金は希少性が高い金属であり、ほかにも銀、プラチナ、パラジウムなどは産出量が少ないうえに採掘や醸造にコストがかかる金属です。

金は宝飾品や工業用に使われるほか各国の中央銀行が外貨準備として保有しています。

現在、金の埋蔵量は約5トンといわれており、希少性の高い金は今後も供給量が大幅に増えることはないでしょう。供給量は限られているなかで需要が高まる可能性のある金は非常に希少な金属といえるでしょう。

有事の金として保有者が増える

世界情勢が変わることも金の価値を大きく左右します。金を持っておくことはさまざまな事態に対するリスクヘッジの役割を果たすため、世界情勢が不安定な状態が続くと金の需要が上がります。

長期的な視点で見れば、金価格は多少の変動はあっても上昇トレンドをキープする確率が高いでしょう。金価格を予測したいときは金価格を取り巻く世界情勢を注視する必要があります。

工業用途として需要が伸びる

金は、電化製品やスマートフォンなどの家電製品、医療機器などさまざまな製品に使用されています。産業用途は金の需要の一部に過ぎないですが、新製品の開発や技術の進歩により今後需要が増加する可能性があります。

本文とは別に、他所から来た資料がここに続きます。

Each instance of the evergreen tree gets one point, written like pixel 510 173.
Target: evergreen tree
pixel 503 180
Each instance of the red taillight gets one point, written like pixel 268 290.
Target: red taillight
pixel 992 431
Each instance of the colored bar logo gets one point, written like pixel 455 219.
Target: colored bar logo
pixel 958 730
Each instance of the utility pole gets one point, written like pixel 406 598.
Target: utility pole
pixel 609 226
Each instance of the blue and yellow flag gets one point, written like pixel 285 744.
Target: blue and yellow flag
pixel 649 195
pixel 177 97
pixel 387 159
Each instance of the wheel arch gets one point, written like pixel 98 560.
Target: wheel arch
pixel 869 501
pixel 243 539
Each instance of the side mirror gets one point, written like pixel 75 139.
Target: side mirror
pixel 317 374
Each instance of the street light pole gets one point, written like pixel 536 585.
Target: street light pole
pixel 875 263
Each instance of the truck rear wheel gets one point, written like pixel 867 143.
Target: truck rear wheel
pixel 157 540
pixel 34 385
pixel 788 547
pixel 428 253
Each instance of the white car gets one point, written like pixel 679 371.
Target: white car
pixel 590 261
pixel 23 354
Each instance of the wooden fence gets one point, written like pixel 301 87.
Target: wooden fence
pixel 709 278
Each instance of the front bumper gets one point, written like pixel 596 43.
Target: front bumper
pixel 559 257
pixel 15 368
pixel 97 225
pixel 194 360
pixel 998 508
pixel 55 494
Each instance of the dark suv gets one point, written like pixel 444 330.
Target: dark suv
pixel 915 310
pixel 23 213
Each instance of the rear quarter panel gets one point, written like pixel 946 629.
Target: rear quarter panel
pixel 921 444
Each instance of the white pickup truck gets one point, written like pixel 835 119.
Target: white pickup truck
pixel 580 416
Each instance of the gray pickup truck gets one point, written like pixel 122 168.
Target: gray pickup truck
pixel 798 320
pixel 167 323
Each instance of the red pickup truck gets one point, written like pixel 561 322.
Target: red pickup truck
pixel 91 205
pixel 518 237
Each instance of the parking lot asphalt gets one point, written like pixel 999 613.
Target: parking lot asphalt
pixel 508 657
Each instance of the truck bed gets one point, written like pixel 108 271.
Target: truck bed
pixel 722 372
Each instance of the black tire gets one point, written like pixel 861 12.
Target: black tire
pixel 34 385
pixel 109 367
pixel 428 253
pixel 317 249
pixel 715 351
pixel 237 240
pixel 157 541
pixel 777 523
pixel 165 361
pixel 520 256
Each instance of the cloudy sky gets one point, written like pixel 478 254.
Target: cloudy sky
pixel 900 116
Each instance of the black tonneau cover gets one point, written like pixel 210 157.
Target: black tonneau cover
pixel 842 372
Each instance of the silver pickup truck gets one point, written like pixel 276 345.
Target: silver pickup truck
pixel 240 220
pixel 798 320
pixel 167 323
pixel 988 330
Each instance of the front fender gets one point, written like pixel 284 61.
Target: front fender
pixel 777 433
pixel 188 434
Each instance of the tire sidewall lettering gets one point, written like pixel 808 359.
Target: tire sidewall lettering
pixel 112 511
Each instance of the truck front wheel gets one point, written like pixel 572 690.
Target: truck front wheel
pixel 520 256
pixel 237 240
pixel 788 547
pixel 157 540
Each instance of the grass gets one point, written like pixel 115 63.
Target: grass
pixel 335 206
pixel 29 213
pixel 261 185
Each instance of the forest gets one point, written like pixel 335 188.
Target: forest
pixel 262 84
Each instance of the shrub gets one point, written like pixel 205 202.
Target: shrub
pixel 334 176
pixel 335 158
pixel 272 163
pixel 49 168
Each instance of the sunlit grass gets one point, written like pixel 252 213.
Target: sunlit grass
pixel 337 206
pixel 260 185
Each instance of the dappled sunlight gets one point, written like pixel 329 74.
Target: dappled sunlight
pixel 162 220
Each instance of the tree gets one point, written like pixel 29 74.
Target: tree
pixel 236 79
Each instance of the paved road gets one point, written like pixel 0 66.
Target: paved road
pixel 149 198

加工技術の進歩は工業分野での金の需要を増やし、金の価値をさらに高めるでしょう。

新興国で金投資がさらに盛り上がる

インドは世界最大規模で金を消費しているとされているほか、最も経済成長が著しい国になると予想されています。インドの経済成長により中産階級の人口が全人口の70%を超え世界最大級の金市場になるかもしれません。

つまり、レアメタルである金の供給量が大幅に増加することはなく、少ない供給量に対して需要が大幅に増えれば価値は上昇します。 

まとめ

金が資産として認識されている現在、不安定な世界情勢を背景にその価値は年々高まっています。金価格が変動する要因は複数あるため、情報収集をしながら適切なタイミングで売買をしましょう。